What Elphaba said and when you refer to a 'UAE resident' you should be referring to a 'UAE national'. An expat who resides in the uae will not do.


----------



## Elphaba (Jan 24, 2008)

Jumeirah Jim said:


> What Elphaba said and when you refer to a 'UAE resident' you should be referring to a 'UAE national'. An expat who resides in the uae will not do.


Well spotted.

Shame though, as otherwise we could all make a fortune by doing nothing...


----------



## Morlok (Nov 7, 2011)

Jumeirah Jim said:


> What Elphaba said and when you refer to a 'UAE resident' you should be referring to a 'UAE national'. An expat who resides in the uae will not do.

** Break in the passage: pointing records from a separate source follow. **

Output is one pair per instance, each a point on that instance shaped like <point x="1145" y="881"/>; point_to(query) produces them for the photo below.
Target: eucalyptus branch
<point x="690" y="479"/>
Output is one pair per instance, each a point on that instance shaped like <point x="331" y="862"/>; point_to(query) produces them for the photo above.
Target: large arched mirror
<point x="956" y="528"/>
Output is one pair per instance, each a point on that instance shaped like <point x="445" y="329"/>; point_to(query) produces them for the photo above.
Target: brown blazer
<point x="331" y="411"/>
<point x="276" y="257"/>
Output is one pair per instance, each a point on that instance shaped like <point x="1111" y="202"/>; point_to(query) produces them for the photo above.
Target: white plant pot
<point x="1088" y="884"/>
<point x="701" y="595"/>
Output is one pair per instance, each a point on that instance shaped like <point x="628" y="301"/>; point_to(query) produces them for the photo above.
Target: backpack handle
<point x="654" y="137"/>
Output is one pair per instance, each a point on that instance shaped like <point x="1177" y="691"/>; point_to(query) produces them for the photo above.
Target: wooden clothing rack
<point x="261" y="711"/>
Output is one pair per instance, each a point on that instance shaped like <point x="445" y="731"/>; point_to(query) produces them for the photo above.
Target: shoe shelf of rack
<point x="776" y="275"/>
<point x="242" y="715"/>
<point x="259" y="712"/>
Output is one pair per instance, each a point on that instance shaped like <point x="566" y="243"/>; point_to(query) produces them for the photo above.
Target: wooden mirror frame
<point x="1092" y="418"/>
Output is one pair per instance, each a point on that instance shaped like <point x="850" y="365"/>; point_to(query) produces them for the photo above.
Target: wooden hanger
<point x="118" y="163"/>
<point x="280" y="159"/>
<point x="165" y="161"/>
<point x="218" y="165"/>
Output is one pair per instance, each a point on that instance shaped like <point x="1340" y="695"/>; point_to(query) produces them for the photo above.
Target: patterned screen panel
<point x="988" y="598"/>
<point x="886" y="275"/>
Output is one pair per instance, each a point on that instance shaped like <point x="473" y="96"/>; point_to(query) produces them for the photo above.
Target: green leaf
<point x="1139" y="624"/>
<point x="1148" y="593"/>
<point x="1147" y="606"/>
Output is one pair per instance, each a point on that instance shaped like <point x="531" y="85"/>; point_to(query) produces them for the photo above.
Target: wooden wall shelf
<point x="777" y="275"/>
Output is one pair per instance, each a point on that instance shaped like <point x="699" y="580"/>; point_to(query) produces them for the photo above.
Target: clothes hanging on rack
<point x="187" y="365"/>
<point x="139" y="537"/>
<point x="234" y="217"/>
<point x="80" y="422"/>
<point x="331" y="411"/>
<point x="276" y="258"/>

Something not quite right there. I have a mate of mine who has an air conditioning LLC in Diera and both partners are expats living in UAE.


----------



## dxbexpat (Nov 7, 2011)

In dubai you can check out Dubai Media City, Silicon Oasis, Dubai Metals and Commodity Center, Dubai Outsource zone. All these free zones have been built targeting specific industries but often allow some non industry licences to be issued. Google them and check their sites to get a better overview. RAKFTZ and Virtuzone although from Ras Al Khaimah and Fujairah have offices in Dubai so this helps you avoid trips outside Dubai and they have both friendly staff. Good Luck.


----------